Execution
A Timestream may be executed and written to a destination in a variety of ways. The things to consider when deciding how to execute the Timestream are:
- Whether you want the history of points or the snapshot of values for each entity at a given time.
- Whether you want to run a query once or start a live process continually materializing.
- Whether you want to limit the output to points in a specific time range (for history) or entities that have changed since a specific time (for snapshots).
- Whether you want to stop at a given point in time.
State can be used to provide fault-tolerance and allow incremental processing of only new events.
While developing queries, it is often useful to view a few rows from the result. Using kaskada.Timestream.preview
you can retrieve a small set of rows from the result set as a Pandas DataFrame.
History vs. Snapshot
Executing a Timestream for the history outputs every point in the Timestream. This means that each entity likely appears in the output multiple times. This is particularly useful for creating training examples from past data points, or visualizing how the Timestream has changed over time.
Executing a Timestream for a snapshot produces a value for each entity at a specific point in time. This means that each entity appears at-most once in the results. This is useful for maintaining a feature store based on the latest values.
Expose the configuration for snapshots. See https://github.com/kaskada-ai/kaskada/issues/719
Query vs. Materialize
Every Timestream may be executed as a single query or used to start a materialization. Single queries are useful when you want the results for some later batch process, such as fine-tuning a model or populating an in-memory feature store. Materialization is useful when you want to stream new results out as quickly as possible, such as maintaining an in-memory feature store or reacting to specific conditions.
Changed Since
Configuring the changed since time lets you control the points or entities included in the output.

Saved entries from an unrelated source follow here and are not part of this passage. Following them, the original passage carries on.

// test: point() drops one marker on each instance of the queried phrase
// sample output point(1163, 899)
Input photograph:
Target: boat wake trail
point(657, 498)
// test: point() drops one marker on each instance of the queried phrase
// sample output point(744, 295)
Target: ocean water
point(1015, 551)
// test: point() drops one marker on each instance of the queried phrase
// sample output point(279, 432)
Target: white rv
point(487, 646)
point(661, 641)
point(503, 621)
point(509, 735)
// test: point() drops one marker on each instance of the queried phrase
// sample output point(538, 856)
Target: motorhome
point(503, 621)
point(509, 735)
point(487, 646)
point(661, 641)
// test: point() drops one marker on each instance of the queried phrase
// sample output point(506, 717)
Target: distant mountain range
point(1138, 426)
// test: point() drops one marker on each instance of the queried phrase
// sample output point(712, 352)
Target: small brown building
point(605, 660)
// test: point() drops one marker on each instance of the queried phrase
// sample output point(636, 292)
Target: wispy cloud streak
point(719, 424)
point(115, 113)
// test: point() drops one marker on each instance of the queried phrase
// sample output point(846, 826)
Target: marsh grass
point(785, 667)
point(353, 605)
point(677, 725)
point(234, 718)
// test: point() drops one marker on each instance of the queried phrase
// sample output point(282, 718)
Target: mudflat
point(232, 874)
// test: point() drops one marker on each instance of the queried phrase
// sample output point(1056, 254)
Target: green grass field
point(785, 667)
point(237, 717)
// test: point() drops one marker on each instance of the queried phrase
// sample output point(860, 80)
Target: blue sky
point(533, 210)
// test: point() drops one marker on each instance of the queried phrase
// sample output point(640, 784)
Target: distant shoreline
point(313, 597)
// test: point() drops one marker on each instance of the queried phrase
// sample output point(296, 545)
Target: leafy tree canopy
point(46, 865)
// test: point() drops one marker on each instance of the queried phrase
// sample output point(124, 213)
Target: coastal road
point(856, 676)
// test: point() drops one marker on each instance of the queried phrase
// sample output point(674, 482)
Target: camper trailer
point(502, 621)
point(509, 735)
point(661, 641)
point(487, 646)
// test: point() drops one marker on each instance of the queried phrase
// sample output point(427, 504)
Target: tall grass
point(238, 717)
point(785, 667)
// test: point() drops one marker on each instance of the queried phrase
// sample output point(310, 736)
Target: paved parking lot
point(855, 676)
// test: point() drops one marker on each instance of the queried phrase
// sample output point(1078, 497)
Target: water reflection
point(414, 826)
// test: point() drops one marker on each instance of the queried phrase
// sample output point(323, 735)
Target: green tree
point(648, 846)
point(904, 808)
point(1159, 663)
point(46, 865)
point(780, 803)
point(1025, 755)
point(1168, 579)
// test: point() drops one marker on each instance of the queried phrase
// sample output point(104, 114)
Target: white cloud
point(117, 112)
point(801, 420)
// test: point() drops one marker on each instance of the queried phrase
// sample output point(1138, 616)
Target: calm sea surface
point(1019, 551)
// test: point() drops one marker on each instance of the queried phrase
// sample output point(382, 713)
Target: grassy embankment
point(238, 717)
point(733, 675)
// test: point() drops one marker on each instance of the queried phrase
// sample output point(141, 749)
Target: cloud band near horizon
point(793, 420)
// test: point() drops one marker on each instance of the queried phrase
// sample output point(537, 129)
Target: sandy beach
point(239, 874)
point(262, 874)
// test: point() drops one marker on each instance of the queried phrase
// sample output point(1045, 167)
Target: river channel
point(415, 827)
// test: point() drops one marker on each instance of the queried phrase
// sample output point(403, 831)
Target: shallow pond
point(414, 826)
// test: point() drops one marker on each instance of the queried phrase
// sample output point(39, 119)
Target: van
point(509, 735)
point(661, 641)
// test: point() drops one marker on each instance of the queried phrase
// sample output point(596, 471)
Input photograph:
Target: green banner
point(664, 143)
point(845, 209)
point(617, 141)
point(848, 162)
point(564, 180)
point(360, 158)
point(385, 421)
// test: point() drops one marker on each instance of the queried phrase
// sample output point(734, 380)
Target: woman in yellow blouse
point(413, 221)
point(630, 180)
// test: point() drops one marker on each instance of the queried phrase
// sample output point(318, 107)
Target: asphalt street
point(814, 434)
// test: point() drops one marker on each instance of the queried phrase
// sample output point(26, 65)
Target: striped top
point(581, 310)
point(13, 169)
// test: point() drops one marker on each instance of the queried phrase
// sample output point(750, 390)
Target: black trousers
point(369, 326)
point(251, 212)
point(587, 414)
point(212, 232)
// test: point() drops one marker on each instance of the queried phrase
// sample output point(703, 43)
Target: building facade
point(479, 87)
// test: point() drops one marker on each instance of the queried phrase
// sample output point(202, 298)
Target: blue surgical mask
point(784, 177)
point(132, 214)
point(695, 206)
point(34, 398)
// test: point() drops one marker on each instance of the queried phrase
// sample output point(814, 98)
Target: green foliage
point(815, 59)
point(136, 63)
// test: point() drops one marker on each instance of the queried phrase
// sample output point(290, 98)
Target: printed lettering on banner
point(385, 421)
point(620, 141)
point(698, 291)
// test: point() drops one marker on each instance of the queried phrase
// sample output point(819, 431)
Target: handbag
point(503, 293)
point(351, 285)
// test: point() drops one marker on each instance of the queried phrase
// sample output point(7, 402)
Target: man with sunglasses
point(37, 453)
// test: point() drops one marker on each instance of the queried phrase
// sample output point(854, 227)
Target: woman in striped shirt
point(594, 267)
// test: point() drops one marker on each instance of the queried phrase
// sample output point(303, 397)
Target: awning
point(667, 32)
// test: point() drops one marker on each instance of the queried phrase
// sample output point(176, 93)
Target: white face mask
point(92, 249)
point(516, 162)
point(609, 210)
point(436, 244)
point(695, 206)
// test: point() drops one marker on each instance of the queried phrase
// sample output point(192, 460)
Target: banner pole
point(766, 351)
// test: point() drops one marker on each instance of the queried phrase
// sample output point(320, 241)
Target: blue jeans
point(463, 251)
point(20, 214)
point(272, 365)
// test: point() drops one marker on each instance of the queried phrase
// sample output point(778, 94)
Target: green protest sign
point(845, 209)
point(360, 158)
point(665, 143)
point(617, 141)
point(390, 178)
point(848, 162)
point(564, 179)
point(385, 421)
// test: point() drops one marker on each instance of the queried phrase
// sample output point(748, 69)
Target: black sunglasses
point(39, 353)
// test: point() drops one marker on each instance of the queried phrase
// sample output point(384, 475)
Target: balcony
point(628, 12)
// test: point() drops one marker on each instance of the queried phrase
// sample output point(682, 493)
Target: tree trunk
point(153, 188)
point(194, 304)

For a historic query, only points occurring after the changed since time are included in the output. This allows incrementally outputting the entire history to some external store, by repeatedly performing a “changed since” query.
For a snapshot query, only entities that have changed after this time are included in the output. This reduces the amount of data written when the past snapshot is already present in the destination.

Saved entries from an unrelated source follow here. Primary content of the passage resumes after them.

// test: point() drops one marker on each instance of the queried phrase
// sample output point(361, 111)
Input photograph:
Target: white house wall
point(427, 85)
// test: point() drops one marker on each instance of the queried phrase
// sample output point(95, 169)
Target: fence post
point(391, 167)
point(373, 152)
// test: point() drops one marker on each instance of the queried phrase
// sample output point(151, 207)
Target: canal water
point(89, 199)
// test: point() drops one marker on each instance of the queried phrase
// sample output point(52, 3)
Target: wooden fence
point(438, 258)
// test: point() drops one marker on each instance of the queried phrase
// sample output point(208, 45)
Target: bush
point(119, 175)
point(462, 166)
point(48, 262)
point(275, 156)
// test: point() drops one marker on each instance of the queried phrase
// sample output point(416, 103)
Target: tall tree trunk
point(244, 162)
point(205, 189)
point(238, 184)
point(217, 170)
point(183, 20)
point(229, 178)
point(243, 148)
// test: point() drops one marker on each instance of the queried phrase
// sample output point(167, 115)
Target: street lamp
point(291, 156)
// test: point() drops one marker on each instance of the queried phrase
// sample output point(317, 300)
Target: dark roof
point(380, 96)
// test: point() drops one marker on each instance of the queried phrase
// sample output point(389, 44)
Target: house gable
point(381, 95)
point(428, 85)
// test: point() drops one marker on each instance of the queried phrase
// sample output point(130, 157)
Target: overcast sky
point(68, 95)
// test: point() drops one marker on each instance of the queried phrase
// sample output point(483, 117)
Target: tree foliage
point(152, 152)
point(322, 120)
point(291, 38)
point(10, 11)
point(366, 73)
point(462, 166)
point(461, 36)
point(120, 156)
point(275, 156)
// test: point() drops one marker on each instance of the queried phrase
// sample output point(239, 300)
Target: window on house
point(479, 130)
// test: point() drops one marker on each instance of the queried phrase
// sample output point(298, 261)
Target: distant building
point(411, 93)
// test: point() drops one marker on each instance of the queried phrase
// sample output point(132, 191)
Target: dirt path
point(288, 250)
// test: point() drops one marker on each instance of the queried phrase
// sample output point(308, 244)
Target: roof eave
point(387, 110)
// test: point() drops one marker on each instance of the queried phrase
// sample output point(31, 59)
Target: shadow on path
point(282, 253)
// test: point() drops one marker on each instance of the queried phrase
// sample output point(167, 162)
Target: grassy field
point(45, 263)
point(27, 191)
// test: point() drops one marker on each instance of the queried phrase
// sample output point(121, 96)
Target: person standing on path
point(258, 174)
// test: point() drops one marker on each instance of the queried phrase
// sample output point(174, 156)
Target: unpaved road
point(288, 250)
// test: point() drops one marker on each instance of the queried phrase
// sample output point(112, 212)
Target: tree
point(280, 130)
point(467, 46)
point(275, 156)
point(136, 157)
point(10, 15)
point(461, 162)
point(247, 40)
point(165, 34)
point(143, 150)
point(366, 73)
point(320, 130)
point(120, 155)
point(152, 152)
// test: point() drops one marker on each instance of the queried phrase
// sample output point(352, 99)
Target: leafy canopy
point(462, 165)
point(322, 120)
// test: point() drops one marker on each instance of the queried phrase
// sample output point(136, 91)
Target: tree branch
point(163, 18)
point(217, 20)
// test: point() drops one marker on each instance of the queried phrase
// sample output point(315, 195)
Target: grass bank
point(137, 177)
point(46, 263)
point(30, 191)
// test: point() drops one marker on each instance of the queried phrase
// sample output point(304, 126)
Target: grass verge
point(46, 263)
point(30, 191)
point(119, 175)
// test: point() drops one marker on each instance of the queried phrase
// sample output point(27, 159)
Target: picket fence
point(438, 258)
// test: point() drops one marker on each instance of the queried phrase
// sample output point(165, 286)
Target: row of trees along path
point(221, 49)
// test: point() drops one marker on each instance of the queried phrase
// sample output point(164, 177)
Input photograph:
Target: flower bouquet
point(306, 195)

Expose the configuration for changed since. See https://github.com/kaskada-ai/kaskada/issues/719
Up To
Configuring the up to time lets you control the maximum points output (and in the case of snapshots, the time represented in the snapshot).
For a historic query, only points occurring before or at the up to time are included in the output. For a snapshot query, this corresponds to the time at which the snapshot will be taken.

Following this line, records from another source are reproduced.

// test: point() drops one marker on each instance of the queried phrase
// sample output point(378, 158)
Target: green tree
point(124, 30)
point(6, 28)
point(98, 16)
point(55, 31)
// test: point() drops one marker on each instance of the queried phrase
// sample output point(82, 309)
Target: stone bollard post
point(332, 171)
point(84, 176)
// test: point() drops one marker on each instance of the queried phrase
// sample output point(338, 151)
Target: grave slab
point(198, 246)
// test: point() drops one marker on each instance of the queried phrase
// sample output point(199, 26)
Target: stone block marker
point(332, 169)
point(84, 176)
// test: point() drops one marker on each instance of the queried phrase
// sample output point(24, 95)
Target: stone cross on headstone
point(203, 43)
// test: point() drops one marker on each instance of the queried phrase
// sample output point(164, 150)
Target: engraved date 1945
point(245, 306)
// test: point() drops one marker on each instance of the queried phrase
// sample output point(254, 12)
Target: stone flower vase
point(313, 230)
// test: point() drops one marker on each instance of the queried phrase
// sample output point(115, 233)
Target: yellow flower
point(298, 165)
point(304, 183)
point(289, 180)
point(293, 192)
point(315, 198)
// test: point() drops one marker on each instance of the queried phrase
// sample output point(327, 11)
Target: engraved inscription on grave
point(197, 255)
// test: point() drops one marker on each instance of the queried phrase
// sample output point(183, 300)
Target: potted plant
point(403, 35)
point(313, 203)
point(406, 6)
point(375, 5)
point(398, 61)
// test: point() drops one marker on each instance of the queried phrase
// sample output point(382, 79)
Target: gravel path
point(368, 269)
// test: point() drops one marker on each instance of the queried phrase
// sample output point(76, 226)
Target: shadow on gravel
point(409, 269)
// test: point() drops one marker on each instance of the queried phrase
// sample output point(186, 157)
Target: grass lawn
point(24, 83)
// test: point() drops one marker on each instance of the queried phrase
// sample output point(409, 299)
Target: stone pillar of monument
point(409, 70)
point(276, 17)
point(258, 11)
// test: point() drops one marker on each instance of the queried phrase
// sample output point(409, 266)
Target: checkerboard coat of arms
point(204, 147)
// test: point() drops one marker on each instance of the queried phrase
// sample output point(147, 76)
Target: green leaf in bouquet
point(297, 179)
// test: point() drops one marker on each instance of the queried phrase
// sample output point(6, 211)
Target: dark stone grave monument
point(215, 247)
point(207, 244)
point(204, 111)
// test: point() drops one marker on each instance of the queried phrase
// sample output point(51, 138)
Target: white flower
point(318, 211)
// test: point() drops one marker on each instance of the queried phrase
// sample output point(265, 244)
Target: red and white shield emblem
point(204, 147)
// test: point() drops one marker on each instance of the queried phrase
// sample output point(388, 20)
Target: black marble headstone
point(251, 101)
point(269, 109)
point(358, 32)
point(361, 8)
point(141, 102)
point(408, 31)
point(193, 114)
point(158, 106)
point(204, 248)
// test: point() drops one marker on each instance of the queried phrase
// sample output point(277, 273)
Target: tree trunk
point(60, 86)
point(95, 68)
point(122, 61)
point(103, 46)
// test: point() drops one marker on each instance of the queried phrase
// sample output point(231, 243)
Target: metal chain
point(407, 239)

Currently when not specified, the up to time is determined from the maximum event present in the data. We have plans to change this to a parameter to run
defaulting to the current time.
Expose the configuration for up-to. See https://github.com/kaskada-ai/kaskada/issues/719
State
Kaskada checkpoints state during and after execution. This provides fault-tolerance, incremental querying and automatic handling of late-data.
When a query is executed, Kaskada determines whether it can use any of the available states to reduce the amount of processing needed. For instance, when producing a snapshot Kaskada can use any persisted state before the earliest new event and before the time to snapshot. Similarly, when producing a history, Kaskada can use any persisted state before the earliest new event and before the “changed since” time.
Destinations
The methods kaskada.Timestream.preview
and kaskada.Timestream.to_pandas
provide the results of a query in a Pandas DataFrame for easy visualization and consumption within the Python process.
The kaskada.Timestream.run_iter
methods provides synchronous and asynchronous iterators over the results in a variety of formats including Pandas DataFrames, PyArrow RecordBatches, and rows as Python dictionaries. This allows you to run the entire retrieve-evaluate-respond loop within a single Python process.
The kaskada.Timestream.write
function allows you to specify a destination from kaskada.destinations
for results. This supports both once
and live
queries.
See the reference on destinations for more on the supported destinations.